Qu'est-ce qu'un agent de trading IA dans la crypto ?

Un agent de trading IA est un système autonome qui prend un objectif en langage naturel, raisonne sur ce qu'il faut faire, puis utilise des outils connectés comme des API d'échange ou des portefeuilles pour exécuter des actions. Contrairement à un bot de trading basé uniquement sur des règles, il peut planifier des flux de travail en plusieurs étapes et adapter la séquence des actions en fonction du contexte.

En quoi un agent de trading IA est-il différent d'un bot de trading ?

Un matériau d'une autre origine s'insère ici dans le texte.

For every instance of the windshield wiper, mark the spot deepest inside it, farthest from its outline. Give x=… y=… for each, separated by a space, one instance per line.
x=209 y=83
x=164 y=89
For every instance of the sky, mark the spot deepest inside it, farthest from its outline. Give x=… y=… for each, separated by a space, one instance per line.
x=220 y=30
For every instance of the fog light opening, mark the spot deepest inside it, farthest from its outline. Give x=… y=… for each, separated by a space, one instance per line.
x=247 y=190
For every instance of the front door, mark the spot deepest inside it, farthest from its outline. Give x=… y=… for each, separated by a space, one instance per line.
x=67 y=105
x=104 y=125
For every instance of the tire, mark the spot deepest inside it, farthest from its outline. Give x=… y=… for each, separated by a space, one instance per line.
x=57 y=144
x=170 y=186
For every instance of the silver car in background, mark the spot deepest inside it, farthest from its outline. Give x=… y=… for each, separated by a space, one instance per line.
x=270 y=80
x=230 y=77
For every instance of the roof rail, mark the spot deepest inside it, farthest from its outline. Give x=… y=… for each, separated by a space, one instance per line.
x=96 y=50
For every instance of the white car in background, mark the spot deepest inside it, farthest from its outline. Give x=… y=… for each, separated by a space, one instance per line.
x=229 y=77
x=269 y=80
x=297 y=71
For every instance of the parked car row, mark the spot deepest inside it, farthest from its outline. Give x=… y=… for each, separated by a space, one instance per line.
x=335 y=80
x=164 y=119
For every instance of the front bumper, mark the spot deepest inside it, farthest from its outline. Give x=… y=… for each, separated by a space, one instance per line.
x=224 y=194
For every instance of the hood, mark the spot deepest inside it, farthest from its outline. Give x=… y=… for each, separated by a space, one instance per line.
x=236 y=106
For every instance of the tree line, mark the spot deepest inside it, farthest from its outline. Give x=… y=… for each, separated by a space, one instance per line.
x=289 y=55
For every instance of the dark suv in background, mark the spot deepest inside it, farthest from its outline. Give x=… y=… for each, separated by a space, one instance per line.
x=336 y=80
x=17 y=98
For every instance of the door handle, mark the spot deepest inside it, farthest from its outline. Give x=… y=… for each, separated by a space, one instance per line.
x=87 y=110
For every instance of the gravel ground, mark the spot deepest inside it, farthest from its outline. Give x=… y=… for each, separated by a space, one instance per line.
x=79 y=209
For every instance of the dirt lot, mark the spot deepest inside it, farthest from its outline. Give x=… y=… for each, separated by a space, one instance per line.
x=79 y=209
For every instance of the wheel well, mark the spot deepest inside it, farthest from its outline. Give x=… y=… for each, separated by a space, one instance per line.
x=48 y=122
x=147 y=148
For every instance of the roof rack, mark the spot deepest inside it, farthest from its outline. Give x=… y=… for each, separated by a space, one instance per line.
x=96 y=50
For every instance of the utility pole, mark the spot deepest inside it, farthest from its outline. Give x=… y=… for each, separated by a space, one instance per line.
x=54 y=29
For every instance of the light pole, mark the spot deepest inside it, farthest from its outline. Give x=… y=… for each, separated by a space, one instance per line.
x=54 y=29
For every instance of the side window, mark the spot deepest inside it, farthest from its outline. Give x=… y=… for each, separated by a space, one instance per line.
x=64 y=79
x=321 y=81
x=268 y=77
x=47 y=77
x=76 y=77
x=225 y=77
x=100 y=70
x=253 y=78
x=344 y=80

Un bot de trading fonctionne généralement avec des règles if-then prédéfinies que vous configurez, telles que des paramètres de grille ou de DCA. Un agent IA interprète l'intention, planifie les étapes et appelle plusieurs outils pour réaliser une tâche, ce qui augmente la flexibilité mais élargit également les façons dont il peut mal exécuter ou être manipulé.

Quelles sont les « Compétences d'Agent » dans le trading d'agents IA ?

Les Compétences d'Agent sont des capacités d'outil emballées qui permettent à un assistant IA d'appeler des fonctions spécifiques, comme passer ou annuler des ordres, via le langage naturel. WEEX les décrit comme une interface de capacité standardisée où les développeurs encapsulent les fonctions d'outil dans des modules de compétence appelables par des assistants IA.

Les agents de trading IA sont-ils sûrs à connecter à un compte d'échange ou à un portefeuille ?

Ils peuvent être plus sûrs lorsque les autorisations sont strictement définies et que les actions d'écriture nécessitent une confirmation explicite, mais le modèle de menace est plus large que celui des bots classiques. Des incidents comme Freysa (13,19 ETH transférés après confusion de fonction/d'intention) et AIXBT (~55 ETH de perte liée à l'accès au tableau de bord et à l'injection de commande sociale) montrent des chemins d'échec crédibles.

Quelles mesures de sécurité devrais-je rechercher avant d'utiliser un agent de trading autonome ?

Recherchez des portes de confirmation sur les actions d'écriture, un cadrage des autorisations solide et des journaux clairs des appels d'outil. Le Hub IA de Bybit, par exemple, est décrit comme nécessitant une CONFIRMATION tapée pour les actions d'écriture et ajoutant des avertissements supplémentaires pour les grandes commandes, ce qui agit comme un disjoncteur contre les erreurs.